Obama’s underlying message to black Americans was, they should have no confidence in our judicial system. The jury was wrong in their acquittal of Zimmerman.
His message was that if we are not happy with the outcome of a trial, we need to protest.
What a way to incite more racial hatred in this country. More disturbing was Obama’s observation “that some of the violence that takes place in poor black neighborhoods around the country is born out of a very violent past in this country, and that the poverty and dysfunction that we see in these communities can be traced to a very difficult past.”
Obama implies that somehow evil white people are inflicting this violence on blacks, when it’s blacks who have turned neighborhoods into war zones and ghettos all on their own. They have done it without the help of white people.
Young black men are killing more than young white men.
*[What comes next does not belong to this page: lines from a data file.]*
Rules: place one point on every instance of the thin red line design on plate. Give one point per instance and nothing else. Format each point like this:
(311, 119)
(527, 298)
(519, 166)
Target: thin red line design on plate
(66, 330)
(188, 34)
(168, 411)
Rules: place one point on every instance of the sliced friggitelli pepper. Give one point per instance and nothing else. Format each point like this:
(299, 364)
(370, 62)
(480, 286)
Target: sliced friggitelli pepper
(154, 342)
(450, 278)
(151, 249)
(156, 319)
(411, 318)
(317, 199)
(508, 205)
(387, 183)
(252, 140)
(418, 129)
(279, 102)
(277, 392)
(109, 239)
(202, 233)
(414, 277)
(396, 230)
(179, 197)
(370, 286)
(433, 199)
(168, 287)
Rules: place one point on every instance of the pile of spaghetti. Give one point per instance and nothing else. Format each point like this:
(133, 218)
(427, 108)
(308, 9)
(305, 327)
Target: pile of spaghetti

That’s why they are profiled by police and feared by everyone.
A black security guard in Washington recently told me when he leaves work at night, he doesn’t worry about the white men walking around, but the black men give him pause “because they are the ones committing most of the crimes.”
Why is this happening? It is because black babies are born without a father with 73 percent of black babies born out of wedlock. In Richmond, Virginia 86 percent of black families are headed by single parents, mostly women.
In 1965, then Assistant Secretary of Labor Daniel Patrick wrote in his report “The Negro Family, the Case for National Action,” that the illegitimate birthrate for blacks was 23 percent, which was causing a rise in dependency on welfare among blacks.
Moynihan warned President Johnson that the nation should develop policies “to strengthen the Negro family so as to enable it to raise and support its members as do other families.”
When children don’t grow up in an intact home with loving married parents, they drop out of school, turn to drugs, crime and other risky behavior at a higher rate.
Trayvon Martin’s death is tragic. Zimmerman shouldn’t have followed him, but his defense proved that he had reasonable criminal suspicions.
It is not fair all black men are profiled or that racism still exists.
But it’s a dishonest, hackneyed narrative for Obama to use Martin’s death to continue to treat blacks as powerless victims.
Nearly 50 years after the Civil Rights Act was signed into law, the inconvenient truth is that blacks are causing 90 percent of their own problems, need to take responsibility for their own actions and start participating in the equality Martin Luther King and others died for.
In his paternalistic remarks, Obama said Americans need “to figure out how are we doing a better job helping young African American men feel that they’re a full part of this society and that they’ve got pathways and avenues to succeed.”
Obama is the nation’s first black president. It looks like black men have more than their fair share of opportunities to succeed in America. After five years in office, perhaps Obama should focus on the real issues facing our country like our economy’s persistent malaise and the growing crisis in the Middle East thanks to his lack of a foreign policy on Syria, Iran and Egypt.
The liberal news media also needs to get real about doing their job of covering this president: Realize Obama is nothing special. That he is the first black president is nothing “remarkable,” nor does it excuse his Trayvon Martin remarks.
Then perhaps they can hold Obama accountable to the same, that is equal, standards of his white predecessors.